Great social thinkers almost always start out as polarizing figures, admired by some and scorned by others, until their radical challenge to how we understand the world finally prevails. Milton Friedman was a giant among modern social thinkers for at least two reasons. First, he profoundly influenced not only his own field of economics, but also the social sciences more broadly. Second, judging by historical experience, his influence on public opinion and economic policymaking improved countless lives for the better.
For decades, Friedman remained stranded in the intellectual wilderness, spurning the postwar Keynesian consensus that governments should use fiscal policy to manage aggregate demand – a view that sustained statist economic policies through the 1970’s.

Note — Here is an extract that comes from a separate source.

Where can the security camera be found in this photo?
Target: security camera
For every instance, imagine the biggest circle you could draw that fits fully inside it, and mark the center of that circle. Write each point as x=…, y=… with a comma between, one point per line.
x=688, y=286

Indeed, in the context of his age, Friedman was a true intellectual revolutionary, combining rigorous academic research and gracefully written popular books and journalism to argue for free-market policies – and to affirm the link, defended by writers from Adam Smith to Friedrich von Hayek, between economic freedom and political liberty.
In economics, Friedman revived and developed the monetarist theory that the quantity of money in circulation is the main determinant of how economies perform. In his masterpiece A Monetary History of the United States, 1867-1960 (written with Anna Schwartz), he famously attributed recessions, including the Great Depression of the 1930’s, to a decline in the money supply. Likewise, he argued that it was an oversupply of money that caused inflation.
In the 1960’s, Friedman showed that Keynesian demand management through government spending constantly increased the money supply, accelerating wage and price growth. Together with Edmund Phelps – this year’s Nobel Prize laureate – he proved that there is no stable tradeoff between unemployment and inflation. Any attempt to use expansionary government policies to drive unemployment below a certain level, they demonstrated, would fuel inflationary expectations and undermine both economic growth and employment. That analysis both anticipated and explained the combination of rising inflation and rising unemployment of the 1970’s that came to be known as “stagflation.”